Подумать-то подумал, но осуществить свое намерение снова, в третий раз, не решился. Может быть, опять не успел, потому что Елена Степановна отдернула вдруг руку и сказала сердито:
– Послушайте… вы…
– Чего – я? Это ты послушай меня. Говорю – колет сердце. Или не будешь? Тогда я пойду.
Она закусила губу. Митька невольно сравнил ее губы с Иринкиными и подумал, что у Иринки красивее.
– Называйте меня на «вы», – тихо попросила Елена Степановна. Выдернула из кармана халата стетоскоп. Затем решительно и резко сказала: – Снимите рубашку.
Долго и тщательно она выслушивала Митьку, не глядя ему в глаза. Затем приказала:
– Повернитесь на живот… Дышите… Так, теперь не дышите…
Помяла пальцами кожу на лопатке, куда позавчера сделала укол, и встала:
– Одевайтесь.
Митьке ничего не оставалось, как подняться с койки.
«Вот как это, оказывается, кончилось, – думал он, одеваясь. – Теперь надо оправдываться. И сказать: „Извините, раньше убегал от вас, а теперь сам пришел…” Но все это теперь Митьке казалось тем более неумным, неуместным, слащавым. И она, конечно, не поверит, не откликнется на это. Но ведь есть, наверное, такие слова, которым бы она поверила, на которые откликнулась. Откликнулась бы, это Митька знает, чувствует… Вон пальцы-то подрагивали. И сейчас еще взглянуть боится…
Елена Степановна действительно стояла, отвернувшись, у окна, смотрела на улицу. Митька надел валенки, натянул пиджак, взялся за тужурку. Уйти так было неудобно, просто невозможно, а она молчала.

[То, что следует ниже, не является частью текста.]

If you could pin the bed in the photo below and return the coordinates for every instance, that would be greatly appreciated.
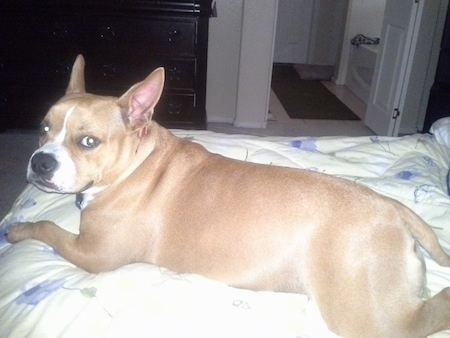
(42, 295)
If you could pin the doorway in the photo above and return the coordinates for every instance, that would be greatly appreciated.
(309, 36)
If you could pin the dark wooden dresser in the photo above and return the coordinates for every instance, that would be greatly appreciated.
(122, 42)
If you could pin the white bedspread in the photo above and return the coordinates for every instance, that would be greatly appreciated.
(42, 295)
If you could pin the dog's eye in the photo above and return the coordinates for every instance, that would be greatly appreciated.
(89, 142)
(44, 129)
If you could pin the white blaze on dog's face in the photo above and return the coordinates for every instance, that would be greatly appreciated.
(87, 141)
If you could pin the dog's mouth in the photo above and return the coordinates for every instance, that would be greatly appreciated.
(48, 186)
(44, 184)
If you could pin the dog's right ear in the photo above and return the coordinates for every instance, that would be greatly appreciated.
(76, 83)
(139, 101)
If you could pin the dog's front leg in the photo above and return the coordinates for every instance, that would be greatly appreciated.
(64, 242)
(44, 231)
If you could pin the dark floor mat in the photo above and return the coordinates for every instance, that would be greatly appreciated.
(306, 99)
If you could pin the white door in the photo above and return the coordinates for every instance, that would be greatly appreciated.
(393, 66)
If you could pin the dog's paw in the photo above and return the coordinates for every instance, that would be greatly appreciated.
(18, 232)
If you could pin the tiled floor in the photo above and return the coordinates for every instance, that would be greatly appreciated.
(281, 125)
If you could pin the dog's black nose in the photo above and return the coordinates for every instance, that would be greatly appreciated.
(44, 164)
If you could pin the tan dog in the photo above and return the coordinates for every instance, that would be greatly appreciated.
(151, 197)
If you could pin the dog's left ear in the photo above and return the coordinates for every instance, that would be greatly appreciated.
(140, 100)
(76, 83)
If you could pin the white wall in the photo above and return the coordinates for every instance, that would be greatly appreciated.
(293, 31)
(223, 61)
(327, 30)
(363, 17)
(240, 58)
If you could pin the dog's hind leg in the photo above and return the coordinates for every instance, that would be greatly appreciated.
(432, 316)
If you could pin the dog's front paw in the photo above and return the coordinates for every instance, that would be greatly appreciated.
(18, 232)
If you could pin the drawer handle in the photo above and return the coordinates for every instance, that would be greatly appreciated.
(109, 70)
(174, 109)
(60, 30)
(174, 74)
(3, 100)
(107, 33)
(175, 36)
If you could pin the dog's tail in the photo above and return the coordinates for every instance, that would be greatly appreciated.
(425, 235)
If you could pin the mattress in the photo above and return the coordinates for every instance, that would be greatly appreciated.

Митька потоптался у порога и спросил:
– Как он… Смирнов? Ничего доехал?
Она не ответила. Митька подождал-подождал и усмехнулся:
– Тогда прогоняйте, что ли.
– Уходите, – тихо сказала она.
И вдруг Митька, снова став самим собой, прямо, без всякого смущения, сказал:
– Слушай, Лена-Елена… Я ведь, надо понимать, не зря притопал сюда. Прокатимся на лыжах, а? Время еще раннее, больных нет. А вечером в кино сходим. Там, возле клуба, я афишку видел…

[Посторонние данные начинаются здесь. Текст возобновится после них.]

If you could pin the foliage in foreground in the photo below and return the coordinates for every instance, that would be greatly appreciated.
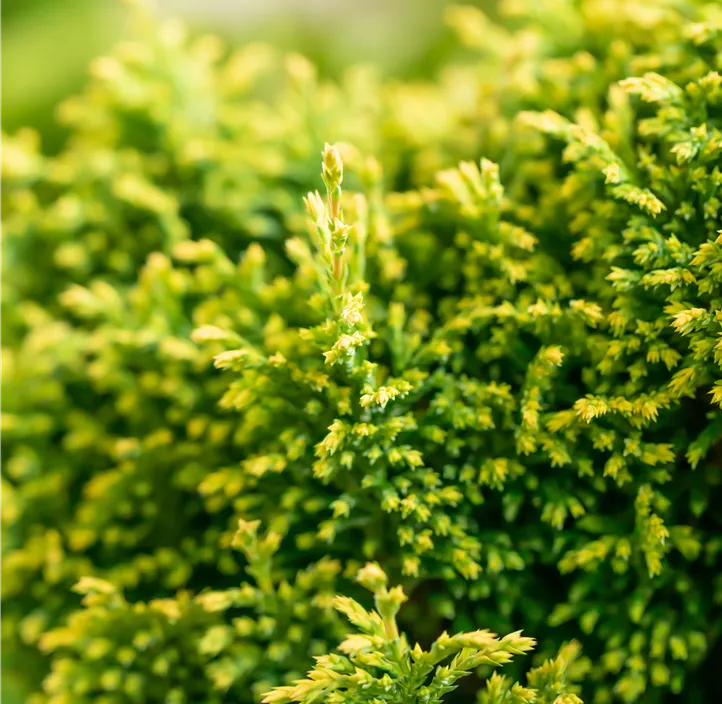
(492, 363)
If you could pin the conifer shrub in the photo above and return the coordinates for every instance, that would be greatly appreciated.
(478, 342)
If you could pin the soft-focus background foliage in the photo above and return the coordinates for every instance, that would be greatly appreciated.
(46, 45)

Она резко обернулась. Щеки ее, казалось, распухли, вздулись от внутреннего огня. («Эге-ге-ге! – чуть даже не присвистнул в эту секунду Митька. – Да ты, Лена-Елена, еще невиннее, чем я предполагал!»)

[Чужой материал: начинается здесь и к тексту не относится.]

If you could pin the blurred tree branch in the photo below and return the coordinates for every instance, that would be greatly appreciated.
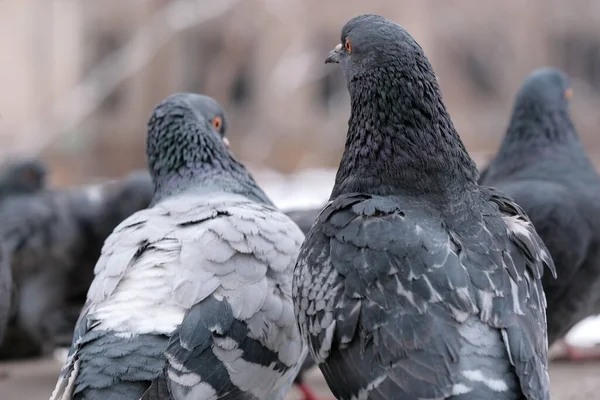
(68, 112)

– Послушайте! – воскликнула она. И вдруг (этого Митька никак уж не ожидал) всхлипнула раз, другой и, опустив голову, зажав руками щеки, спросила у кого-то сквозь слезы: – Ой… Что же это происходит со мной?
И, согнувшись, как от боли, убежала в свой кабинет, захлопнула дверь.
Митька постоял-постоял, шагнул к этой двери. Он хотел уже приоткрыть ее, но услышал за дверью частое дыхание и понял, что девушка прижимает ее спиной.
«Отгородилась…» – усмехнулся он и, неслышно ступая, вышел из медпункта.
Со станции Митька вернулся в хорошем расположении духа. Лыжи он снял возле калитки, занес в сенцы, с грохотом бросил их в угол. Кое-как обмел заснеженные валенки, вошел в кухню.
– Здравствуй, мама! Чего пожрать бы…
Степанида возилась с квашней. Руки ее были чуть не по локоть в муке.
– Господи, где же ты пропадал чуть не до обеда? – проговорила она, вытирая их.
– Так… На свидание ездил. К одной образованной женщине.
Степанида вскинула брови. Спросила осторожно:
– Что это за женщина такая?
– Есть, есть одна тут, – небрежно сказал Митька, заглядывая в стоящую на шестке кастрюлю.
– Да погоди ты. Сейчас накормлю. Сейчас – Степанида откинула заслонку, взяла ухват. – Остыло уж, поди. На завтрак я лапшу варила.
Митька прошел к умывальнику, сполоснул руки.
– А тут председатель, сказывал отец, растереть тебя собирается…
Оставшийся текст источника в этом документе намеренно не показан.